Macht ohne Männlichkeit

Zur aktuellen Forschung von Dr. Bernadette Descharmes

Wie verhalten sich Macht und Geschlecht in der griechischen und römischen Antike? Dieser Frage geht der im Oktober 2023 erscheinende Sammelband „Weiblichkeit – Macht – Männlichkeit“ der Berner Althistoriker*innen Jan Meister und Seraina Ruprecht in konkreten Fallstudien nach.

Mit dabei: ein Beitrag von Bernadette Descharmes vom Institut für Geschichtswissenschaft der TU Braunschweig.

Der Beitrag von Bernadette Descharmes

In ihrem Aufsatz „Macht ohne Männlichkeit. Der Hofeunuch in der Spätantike“ untersucht sie die Frage, wie der Eunuch Eutropius trotz seiner Unmännlichkeit zu einer solchen außerordentlichen Machtstellung gelangen konnte, dass ihm sogar das Konsulat übertragen wurde. Die Herausgeber*innen Jan Meister und Seraina Ruprecht (2023: 33f.) schreiben: „Der Beitrag reflektiert den Zusammenhang von Macht und (Un-)Männlichkeit am Beispiel des Eunuchen Eutrop, der neben dem jungen Kaiser Arcadius kurzzeitig zum mächtigsten Mann im Oströmischen Reich wurde und gar als einziger Eunuch in der römischen Geschichte die Ehre eines Konsulats erlangte. Dieser Erfolg des Eutrop bewegte den weströmischen Dichter Claudian zu seiner Invektive In Eutropium, in der die Identität des Geschmähten als Eunuch das zentrale Thema darstellt: Eutrop sei feige, unterwürfig, verweichlicht, sprich »unmännlich«. Dennoch verfügte Eutrop offenkundig über eine faktische Macht, die aber, wie Descharmes zeigt, weniger auf militärischer, familiärer oder sexueller Dominanz als vielmehr auf deren Abwesenheit basierte: Es war just die von Claudian geschmähte Eigenschaft als Eunuch und die damit einhergehende defizitäre Männlichkeit, die Eutrop die Nähe zum Kaiser und damit die politische Einflussnahme am Hof ermöglichte. Dementsprechend, so Descharmes, zeige das Beispiel Eutrops, dass Macht auch unabhängig von traditionellen Männlichkeitsvorstellungen realisierbar war, und gleichzeitig verdeutliche die Reaktion Claudians die Irritationen der Zeitgenossen bei der Einordnung dieses Phänomens.“

Einen kleinen Einblick in die Erkenntnisse bietet Descharmes in ihrem GenderClip am 11.12.2023 im Rahmen der Jubiläumsveranstaltung „GenderVisionen23. 8. Braunschweiger Gender Forum zum 20-jährigen Jubiläum des BZG“.

Bernadette Descharmes (2023): Macht ohne Männlichkeit?

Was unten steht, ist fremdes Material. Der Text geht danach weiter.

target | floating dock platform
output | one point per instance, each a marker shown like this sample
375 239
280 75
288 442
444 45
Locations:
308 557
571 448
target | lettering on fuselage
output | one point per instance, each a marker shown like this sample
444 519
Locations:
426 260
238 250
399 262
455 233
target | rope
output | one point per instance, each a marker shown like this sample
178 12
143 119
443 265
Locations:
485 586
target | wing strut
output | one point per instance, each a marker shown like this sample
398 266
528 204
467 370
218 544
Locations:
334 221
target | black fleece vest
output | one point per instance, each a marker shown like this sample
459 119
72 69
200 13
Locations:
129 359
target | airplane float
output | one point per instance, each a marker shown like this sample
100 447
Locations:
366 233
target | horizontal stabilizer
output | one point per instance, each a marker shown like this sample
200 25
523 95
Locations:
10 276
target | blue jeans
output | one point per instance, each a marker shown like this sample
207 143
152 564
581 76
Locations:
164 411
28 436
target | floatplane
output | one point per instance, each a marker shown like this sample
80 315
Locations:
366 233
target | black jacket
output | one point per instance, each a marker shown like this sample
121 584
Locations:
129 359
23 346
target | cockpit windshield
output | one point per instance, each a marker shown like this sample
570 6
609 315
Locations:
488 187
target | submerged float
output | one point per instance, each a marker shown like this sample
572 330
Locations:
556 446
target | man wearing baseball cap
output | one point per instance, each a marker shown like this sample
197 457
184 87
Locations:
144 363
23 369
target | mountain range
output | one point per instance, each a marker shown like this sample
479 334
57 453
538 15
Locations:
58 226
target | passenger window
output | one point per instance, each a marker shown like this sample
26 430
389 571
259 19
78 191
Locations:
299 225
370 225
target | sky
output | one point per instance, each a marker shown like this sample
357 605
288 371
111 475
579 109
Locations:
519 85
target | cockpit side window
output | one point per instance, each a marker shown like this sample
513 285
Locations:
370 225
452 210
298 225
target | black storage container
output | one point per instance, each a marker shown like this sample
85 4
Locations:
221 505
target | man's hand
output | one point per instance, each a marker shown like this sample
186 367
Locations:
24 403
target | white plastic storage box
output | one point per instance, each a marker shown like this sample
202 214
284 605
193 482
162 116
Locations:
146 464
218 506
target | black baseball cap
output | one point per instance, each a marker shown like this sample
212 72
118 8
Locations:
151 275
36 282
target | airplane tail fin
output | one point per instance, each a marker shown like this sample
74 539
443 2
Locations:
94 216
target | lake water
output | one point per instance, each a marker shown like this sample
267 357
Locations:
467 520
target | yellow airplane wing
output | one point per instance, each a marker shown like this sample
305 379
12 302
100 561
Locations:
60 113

Der Hofeunuch in der Spätantike. In: Meister, Jan B./ Ruprecht, Seraina (Hg.): Weiblichkeit – Macht – Männlichkeit. Perspektiven für eine Geschlechtergeschichte
der Antike. Frankfurt/M., New York: Campus, S. 305-323 (zur Buchwebseite hier).

Zur Person

Dr. Bernadette Descharmes

Technische Universität Braunschweig
Alte Geschichte am Institut für Geschichtswissenschaft
Schleinitzstr. 13, OG, Raum 208
38106 Braunschweig
Tel.: + 49 531 – 391 3086
Email: b.descharmes@tu-braunschweig.de

Forschungs- und Lehrschwerpunkte:

  • Römische und griechische Sozial- und Kulturgeschichte mit Schwerpunkt auf der Betrachtung von
    – städtischer Hygiene und Infrastruktur
    – Nahbeziehungen
    – Geschlechterkonzeptionen und Geschlechterbeziehungen
    – Körperlichkeit
    – Emotionen
    – Invektiven und Marginalisierungen
  • Seefahrt, Seeherrschaft und Piraterie in der griechischen und römischen Antike

Bernadettes Descharmes ist seit 2014 Mitglied des Braunschweiger Zentrums für Gender Studies.